Avner Cohen is a writer, historian, and professor, well known for his works on Israel’s nuclear history.

  1. From the Wilson Center/Home Nuclear Proliferation International History Project



[Avraham Hermoni was an Israeli science counselor in the Israeli embassy in Washington, whose involvement in the Israeli nuclear program was instrumental to its ultimate success.]

I will end this introduction with an amusing anecdote that Hermoni told me that took place sometime during the period when Hermoni was the science attaché at the Israeli embassy in Washington D.C. (approximately 1969–72). One evening, during an intermission of a cultural event at the Kennedy Center, Hermoni noticed John Hadden, the former CIA station chief in Tel Aviv (1964-68), in the audience. Hermoni knew well that one of Hadden’s most important tasks while in Israel was to monitor the nuclear project. As they recognized each other in distance, Hadden shouted, “Avraham, does it work?” to which Hermoni promptly responded, “One hundred percent it does.” Both laughed.

What does this little anecdote tell us, beyond a little laughter?  Maybe it suggests that even in those early days, the big secret was not that big, and it was already “the worst-kept secret.”
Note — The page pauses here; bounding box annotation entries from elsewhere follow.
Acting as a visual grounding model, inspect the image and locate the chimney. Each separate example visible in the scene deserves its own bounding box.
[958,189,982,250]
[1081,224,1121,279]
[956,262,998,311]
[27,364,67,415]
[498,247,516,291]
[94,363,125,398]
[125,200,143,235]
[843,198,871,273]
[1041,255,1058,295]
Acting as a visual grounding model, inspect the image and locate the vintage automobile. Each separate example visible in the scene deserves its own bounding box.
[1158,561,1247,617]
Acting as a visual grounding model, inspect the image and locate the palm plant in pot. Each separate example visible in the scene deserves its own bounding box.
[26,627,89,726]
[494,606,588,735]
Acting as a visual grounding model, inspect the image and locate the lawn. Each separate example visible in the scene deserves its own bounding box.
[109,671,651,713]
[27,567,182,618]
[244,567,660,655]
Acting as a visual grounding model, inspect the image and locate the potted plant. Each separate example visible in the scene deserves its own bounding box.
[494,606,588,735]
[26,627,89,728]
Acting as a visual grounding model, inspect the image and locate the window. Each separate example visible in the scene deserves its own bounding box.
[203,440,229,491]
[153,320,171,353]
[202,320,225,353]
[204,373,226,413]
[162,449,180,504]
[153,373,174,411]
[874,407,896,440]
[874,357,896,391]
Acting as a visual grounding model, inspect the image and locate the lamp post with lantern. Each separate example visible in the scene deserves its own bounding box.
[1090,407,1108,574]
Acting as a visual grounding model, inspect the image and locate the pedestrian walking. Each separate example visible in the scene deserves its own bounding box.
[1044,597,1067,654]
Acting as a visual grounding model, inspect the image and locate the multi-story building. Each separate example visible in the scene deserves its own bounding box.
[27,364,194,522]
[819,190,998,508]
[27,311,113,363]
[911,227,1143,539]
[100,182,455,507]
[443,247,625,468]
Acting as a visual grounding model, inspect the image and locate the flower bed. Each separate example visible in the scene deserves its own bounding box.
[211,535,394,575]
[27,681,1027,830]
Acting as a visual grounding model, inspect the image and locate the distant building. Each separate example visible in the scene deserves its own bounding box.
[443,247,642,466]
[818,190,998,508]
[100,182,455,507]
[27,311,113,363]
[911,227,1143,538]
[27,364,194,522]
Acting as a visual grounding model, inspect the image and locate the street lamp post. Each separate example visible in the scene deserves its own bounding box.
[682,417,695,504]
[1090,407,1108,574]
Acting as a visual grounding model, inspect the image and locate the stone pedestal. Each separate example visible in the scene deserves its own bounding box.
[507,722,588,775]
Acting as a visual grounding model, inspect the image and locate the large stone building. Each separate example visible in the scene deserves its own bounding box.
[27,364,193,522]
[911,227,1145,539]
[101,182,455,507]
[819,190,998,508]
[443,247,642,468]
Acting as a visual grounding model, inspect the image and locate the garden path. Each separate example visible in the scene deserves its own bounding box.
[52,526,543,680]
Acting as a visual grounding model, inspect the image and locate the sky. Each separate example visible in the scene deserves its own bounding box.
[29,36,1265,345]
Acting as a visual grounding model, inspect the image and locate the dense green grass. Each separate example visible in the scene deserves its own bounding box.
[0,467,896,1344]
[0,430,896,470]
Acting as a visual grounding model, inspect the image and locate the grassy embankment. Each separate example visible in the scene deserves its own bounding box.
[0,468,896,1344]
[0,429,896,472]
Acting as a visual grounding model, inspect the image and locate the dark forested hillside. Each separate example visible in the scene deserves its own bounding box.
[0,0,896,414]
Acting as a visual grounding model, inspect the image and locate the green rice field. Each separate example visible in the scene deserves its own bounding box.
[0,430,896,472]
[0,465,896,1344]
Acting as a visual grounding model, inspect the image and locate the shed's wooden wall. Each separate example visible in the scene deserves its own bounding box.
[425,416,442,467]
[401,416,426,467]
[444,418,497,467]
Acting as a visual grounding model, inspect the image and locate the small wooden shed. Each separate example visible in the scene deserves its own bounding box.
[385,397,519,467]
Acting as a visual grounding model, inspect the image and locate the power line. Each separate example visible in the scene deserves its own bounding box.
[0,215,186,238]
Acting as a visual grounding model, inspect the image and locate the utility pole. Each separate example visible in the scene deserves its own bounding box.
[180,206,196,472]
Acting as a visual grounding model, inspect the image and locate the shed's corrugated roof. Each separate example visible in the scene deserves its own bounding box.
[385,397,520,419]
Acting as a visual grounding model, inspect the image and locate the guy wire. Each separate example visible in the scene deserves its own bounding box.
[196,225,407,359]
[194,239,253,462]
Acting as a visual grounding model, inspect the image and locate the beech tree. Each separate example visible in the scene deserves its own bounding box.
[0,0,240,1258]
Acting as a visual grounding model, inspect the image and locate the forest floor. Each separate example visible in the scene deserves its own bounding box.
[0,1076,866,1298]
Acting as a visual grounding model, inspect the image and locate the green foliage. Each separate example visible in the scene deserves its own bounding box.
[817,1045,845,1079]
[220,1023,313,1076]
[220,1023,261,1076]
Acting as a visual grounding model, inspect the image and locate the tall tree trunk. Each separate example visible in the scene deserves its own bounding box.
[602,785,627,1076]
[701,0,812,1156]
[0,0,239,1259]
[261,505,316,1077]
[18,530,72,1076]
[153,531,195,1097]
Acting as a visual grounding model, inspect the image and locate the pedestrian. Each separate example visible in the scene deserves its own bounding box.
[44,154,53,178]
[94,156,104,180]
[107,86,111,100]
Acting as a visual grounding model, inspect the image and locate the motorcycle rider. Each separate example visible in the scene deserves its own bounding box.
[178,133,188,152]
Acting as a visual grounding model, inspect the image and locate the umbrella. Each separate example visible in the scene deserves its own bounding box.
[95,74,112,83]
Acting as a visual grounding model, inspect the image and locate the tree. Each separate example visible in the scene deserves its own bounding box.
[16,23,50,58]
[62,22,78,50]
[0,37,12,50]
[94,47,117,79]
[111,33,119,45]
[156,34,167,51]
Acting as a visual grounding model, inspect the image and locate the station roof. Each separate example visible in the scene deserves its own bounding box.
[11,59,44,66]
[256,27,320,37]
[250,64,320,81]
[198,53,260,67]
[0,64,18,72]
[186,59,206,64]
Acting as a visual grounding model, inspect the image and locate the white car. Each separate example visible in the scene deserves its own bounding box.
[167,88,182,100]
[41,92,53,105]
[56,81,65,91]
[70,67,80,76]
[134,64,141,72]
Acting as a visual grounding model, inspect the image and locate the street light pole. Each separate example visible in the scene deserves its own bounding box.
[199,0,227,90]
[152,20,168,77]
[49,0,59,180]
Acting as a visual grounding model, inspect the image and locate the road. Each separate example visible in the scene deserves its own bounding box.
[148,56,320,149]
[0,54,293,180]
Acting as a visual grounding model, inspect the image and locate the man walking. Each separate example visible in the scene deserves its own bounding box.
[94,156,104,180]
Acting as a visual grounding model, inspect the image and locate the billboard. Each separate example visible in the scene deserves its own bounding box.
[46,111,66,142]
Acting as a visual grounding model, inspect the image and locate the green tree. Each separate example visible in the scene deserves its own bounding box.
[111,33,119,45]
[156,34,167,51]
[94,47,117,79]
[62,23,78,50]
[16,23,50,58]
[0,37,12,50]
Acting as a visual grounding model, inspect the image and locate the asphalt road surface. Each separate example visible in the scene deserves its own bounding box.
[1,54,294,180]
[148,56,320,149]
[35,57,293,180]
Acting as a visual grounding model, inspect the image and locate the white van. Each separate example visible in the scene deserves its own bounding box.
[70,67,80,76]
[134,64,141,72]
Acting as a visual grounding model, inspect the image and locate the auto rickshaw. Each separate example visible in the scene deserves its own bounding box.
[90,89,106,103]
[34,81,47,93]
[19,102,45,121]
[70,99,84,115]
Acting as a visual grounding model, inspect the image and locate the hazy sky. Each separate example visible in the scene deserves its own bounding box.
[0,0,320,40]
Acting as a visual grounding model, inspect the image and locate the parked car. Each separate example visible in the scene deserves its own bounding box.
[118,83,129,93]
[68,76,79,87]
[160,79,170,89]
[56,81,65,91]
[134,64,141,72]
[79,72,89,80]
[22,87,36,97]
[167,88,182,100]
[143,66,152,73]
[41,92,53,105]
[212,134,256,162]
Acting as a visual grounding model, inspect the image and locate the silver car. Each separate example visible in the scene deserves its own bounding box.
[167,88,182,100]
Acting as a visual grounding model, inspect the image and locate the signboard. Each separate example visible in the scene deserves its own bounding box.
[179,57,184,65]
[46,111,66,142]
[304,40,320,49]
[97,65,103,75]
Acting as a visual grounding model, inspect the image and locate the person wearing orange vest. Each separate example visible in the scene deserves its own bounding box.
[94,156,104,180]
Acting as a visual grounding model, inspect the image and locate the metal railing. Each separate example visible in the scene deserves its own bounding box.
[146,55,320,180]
2. Note from Cohen’s The US Discovery of Israel’s Secret Nuclear Project
published in April, 2015, in GWU’s National Security Archive/The Nuclear Vault:


Some interviewees claimed that certain people in the U.S. intelligence community were sympathetic to the Israelis and deliberately concealed or bypassed certain information instead of passing it along. For example, the late John Hadden, the CIA station chief in Tel Aviv from 1964-68, held that view strongly. He asked me to treat his suspicions with discretion so I did not publicize them when he was alive.